Mordrak, some quick responses, without doing a chain quote:
The stock market was presumably, originally designed to benefit the participants (companies and investors). But the government has been involved at various times, so you could say that the government influences the design as well. I think it is quite useful to society, as a means to pool risk and allocate capital. It’s certainly not perfect, but then, what large institution is?
Yes, companies can choose to divide profits between reinvestment, dividends, and/or stock purchases. That’s pretty much the norm, in fact, though I simplified things for my examples. (Not all companies do both stock purchases AND dividends, but I think most eventually do one or the other if they’re successful, and larger companies may do both).
You’re correct that companies can’t exert as much control over the market as they can over their own business.
I’d look at it this way:
The performance of a company’s stock is primarily a reflection of two things:
- The performance of the company itself, and the market’s assessment of its future prospects.
and
- Market-wide factors. Over time, the market reprices capital and risk. i.e. In harsh times, the market may demand a higher rate of return for ALL risky companies. To achieve the higher (future) rate of return, prices drop.

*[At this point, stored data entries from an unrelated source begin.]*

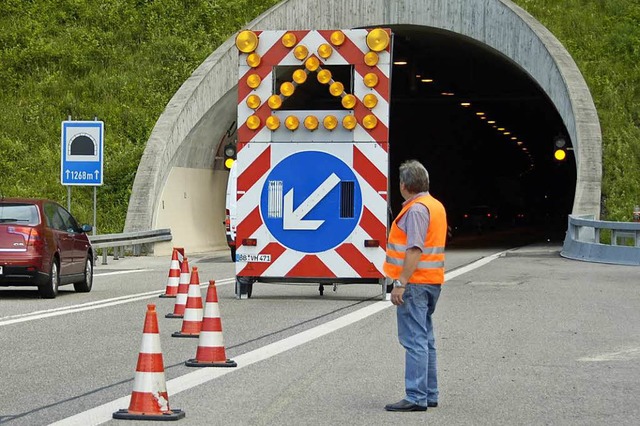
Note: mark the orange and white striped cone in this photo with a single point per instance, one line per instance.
(183, 289)
(174, 277)
(192, 320)
(211, 351)
(149, 399)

This is kinda confusing, but an example may clarify:
Going back to my earlier example, if the market values a non-growing company at a P/E of about 12, and that company can pay out all of it’s earnings as either dividends or stock buybacks, then that means that for $100 of stock value, the company is paying out about $8.33 in earnings. i.e. Investors should earn about 8.33% on this investment. Now, let’s say the market gets panicky, and across the board some investors flee from stocks and those who remain demand higher rates of return. Let’s say the new equilibrium return rate for a company like our example is 10% (up from 8.33%). Since the company itself isn’t earning more or less than it was before, to reach that equilibrium returng, the company’s share price must fall, to about $83.33. People who buy at that price will get earnings of about $8.33 for a price of about $83.33. But of course, investors who had held the stock before got hammered - they absorbed a price drop of almost 17%.
Re: the other part - the market assessing an individual company’s prospects. Yes, that is certainly tricky. If the market (as a whole) is kinda stupid, then CEO’s can ‘trick’ the market by focusing on short term profits, which the market may mistake as sustainable in the long term. But the market as a whole is surprisingly good at estimating the long term chances of a company. The market will pay a large premium for a company with the potential for fast earnings growth. In contrast, even if a company is making a big profit today, if the market perceives that the earnings are likely to fall, the market will probably not pay a whole lot for the stock. It’s a guessing game, but the fact that so very few people are able to out-guess the market (i.e. beat the market), means the market is doing a pretty good job, IMO.
Re: the flood of new capital into new industries. Yes, the market can overshoot, injecting too much capital into such industries, causing a bubble. (The concept of bubbles is debateable though - sure it’s easy in hindsight to say internet stocks were in a bubble in 99-00, but it’s much tougher to be confident of that in real time). Conversely, the market can undershoot, not injecting enough capital into fast growing industries. I’m not totally up on the relevant history, but arguably, the market underestimated the potential of PCs and PC software for much of the 80s and early 90s - if the market knew the value of the franchise that Microsoft was establishing, the price of Microsoft stock might have been higher, sooner, and the market might have been willing to fund more competitors. I think part of the possible over-reaction of the market to internet stocks from roughly '95-'00 was because the market realized it had been slow to react to the PC and PC software industry a few years earlier, though for the 'net, they arguably overreacted the other way.